More than 16,000 federal and more than 53,000 state inmates work for prison industries, which pay between 23 cents and $1.50 an hour. In 1993, the sale of U.S. prisoner-made goods amounted to $1.3 billion, sales that are expected to approach $9 billion by the year 2000, according to Grand Rapids, Michigan-based Prison Industries Reform Alliance, which represents businesses that compete with prison-labor industries. Such sales would represent the production of 520,000 prison laborers.

"Private companies have begun to make big profits by using captive and cheap labor," says James Parks of the AFL-CIO. "If prisoners are going to work like other workers, then they must be paid like other workers."


Union Grounds Boeing

A majority of the more than 32,000 Boeing workers who walked off their jobs in early October 1995 voted in late November to continue their strike.

After the world's largest jet maker reached a tentative contract with the Machinists Union on November 19, more than 60 percent of the workers rejected the offer.

Workers struck October 6 to protest plans to cut wages and benefits and to transfer jobs to foreign and domestic subcontractors. During the past five years, the Seattle-based company has eliminated 18,000 union jobs. Boeing says the jobs are casualties of a weak market. The union says Boeing's explanation is incomplete.

"Many thousands of aerospace jobs are now in Mexico, China, Indonesia and Korea," says Connie Kellihen, a Machinist spokesperson. "Boeing 737 tail sections today are being built in Xian, China -- in a military-run facility," Kellihen says. "Are U.S. workers supposed to compete with Chinese workers under military discipline?"

Under the deal that workers rejected, the company offered a lump-sum 5 percent wage increase for the first year and said that it would give the union 90 days notice before making new subcontracting moves. In a letter to employees, Boeing Chair Frank Shrontz and President Phil Condit blamed European competitor Airbus Industries, saying, "Our customers -- airlines and governments -- tell us our products simply cost too much."

Sales figures suggest a shrinking market, but one in which Boeing competes well. In 1994, Boeing delivered 270 airplanes; Airbus delivered 123. In 1995, Boeing has received more than 200 orders for large commercial aircraft, compared to 66 for Airbus.


Tracking the Dirty Dozen

U.S. corporations export huge quantities of hazardous pesticides to more than 12 countries, according to preliminary results of a study that Los Angeles-based Foundation for Advancements in Science and Education (FASE) plans to release in late December 1995.

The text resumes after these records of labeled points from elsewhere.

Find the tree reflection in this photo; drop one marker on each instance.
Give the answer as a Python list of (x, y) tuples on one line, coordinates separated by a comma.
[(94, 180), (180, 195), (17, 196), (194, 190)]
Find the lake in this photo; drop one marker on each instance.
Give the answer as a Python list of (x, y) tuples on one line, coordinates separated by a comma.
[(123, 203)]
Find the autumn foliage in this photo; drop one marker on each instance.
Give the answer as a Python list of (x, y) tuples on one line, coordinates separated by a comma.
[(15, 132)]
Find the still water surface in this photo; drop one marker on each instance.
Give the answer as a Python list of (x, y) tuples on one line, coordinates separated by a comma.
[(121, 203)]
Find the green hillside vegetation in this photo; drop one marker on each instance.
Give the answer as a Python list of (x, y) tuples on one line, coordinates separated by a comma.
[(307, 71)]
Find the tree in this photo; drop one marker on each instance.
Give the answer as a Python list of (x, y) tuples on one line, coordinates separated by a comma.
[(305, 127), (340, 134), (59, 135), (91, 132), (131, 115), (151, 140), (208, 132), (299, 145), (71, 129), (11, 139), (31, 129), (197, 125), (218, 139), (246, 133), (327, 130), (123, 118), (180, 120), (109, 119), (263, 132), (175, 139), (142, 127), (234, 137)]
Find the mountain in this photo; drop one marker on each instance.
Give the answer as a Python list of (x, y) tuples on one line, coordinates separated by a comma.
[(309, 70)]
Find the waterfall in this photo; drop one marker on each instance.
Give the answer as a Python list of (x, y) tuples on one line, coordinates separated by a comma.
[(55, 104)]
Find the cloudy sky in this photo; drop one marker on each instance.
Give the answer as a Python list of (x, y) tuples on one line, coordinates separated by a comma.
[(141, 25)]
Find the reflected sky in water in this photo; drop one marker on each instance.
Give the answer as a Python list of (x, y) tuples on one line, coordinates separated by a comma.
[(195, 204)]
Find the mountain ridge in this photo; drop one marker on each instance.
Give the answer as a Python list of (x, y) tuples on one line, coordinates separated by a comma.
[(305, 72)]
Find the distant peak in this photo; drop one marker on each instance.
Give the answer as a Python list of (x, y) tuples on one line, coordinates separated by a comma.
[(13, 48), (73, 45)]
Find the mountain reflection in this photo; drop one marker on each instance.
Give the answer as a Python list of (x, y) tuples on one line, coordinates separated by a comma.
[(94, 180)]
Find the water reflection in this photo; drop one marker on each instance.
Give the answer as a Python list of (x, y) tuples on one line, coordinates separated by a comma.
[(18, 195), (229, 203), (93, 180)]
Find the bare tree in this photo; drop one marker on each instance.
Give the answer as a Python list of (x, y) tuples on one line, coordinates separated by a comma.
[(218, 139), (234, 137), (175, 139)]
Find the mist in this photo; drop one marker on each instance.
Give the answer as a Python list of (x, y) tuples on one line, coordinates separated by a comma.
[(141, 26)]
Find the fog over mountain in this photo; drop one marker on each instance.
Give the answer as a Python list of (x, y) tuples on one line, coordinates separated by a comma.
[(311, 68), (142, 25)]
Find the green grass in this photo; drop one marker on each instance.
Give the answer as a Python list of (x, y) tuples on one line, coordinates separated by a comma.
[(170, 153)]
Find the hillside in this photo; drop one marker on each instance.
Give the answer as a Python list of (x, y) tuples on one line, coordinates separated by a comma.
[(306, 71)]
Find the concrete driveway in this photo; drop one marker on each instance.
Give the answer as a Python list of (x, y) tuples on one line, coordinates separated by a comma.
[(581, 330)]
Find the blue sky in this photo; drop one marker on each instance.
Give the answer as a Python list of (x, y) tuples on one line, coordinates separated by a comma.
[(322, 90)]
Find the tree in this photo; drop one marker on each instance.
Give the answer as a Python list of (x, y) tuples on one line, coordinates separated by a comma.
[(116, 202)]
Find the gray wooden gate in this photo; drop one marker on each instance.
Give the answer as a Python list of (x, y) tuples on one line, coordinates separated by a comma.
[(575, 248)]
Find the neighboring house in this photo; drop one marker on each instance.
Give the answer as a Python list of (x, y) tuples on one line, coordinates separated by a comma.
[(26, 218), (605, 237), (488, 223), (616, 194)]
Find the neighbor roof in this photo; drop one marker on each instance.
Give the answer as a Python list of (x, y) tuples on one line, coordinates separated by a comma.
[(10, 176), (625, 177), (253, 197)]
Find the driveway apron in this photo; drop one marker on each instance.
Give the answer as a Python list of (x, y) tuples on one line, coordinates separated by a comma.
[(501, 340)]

Despite its name, the Dirty Dozen pesticide list, first targeted in a 1985 campaign by San Francisco-based Pesticides Action Network (PAN), now lists 18 of the "world's most hazardous" agrochemicals.

The Dirty Dozen, which have been linked to severe health effects and environmental contamination, are: aldicarb, chlordane, DDT, EDB, heptachlor, lindane, paraquat, parathion, pentachlorophenol, camphechlor, chlordimeform, DBCP, aldrin, endrin, HCH/BHC, methyl parathion, PCP and 2,4,5-T.

The first nine of these pesticides are listed among U.S. Customs export records covering the years 1991 to 1994. During this period, Customs records indicate that the United States exported at least 58 million pounds of Dirty Dozen pesticides. Eleven million pounds went to countries where they are officially banned, according to FASE.

Chicago-based Velsicol produces chlordane and heptachlor, which it exports to 15 "tropical" countries, says company spokesperson Christine DiGangi-Hughes. "In tropical regions, the use of chlordane is safe," she says. "It has no bad effect on human health."

The Republic of Korea banned chlordane in 1979, but imported more than 100 tons of it in 1991 and 1992. Studies show chlordane is bioaccumulative, making it highly toxic to aquatic organisms and birds. It has been linked to human reproductive and endocrine problems.

Other countries that imported U.S. Dirty Dozen pesticides despite having restrictions on them include Brazil, Japan, India, Zimbabwe, Australia, Costa Rica, France, Israel, Thailand and El Salvador, according to the study.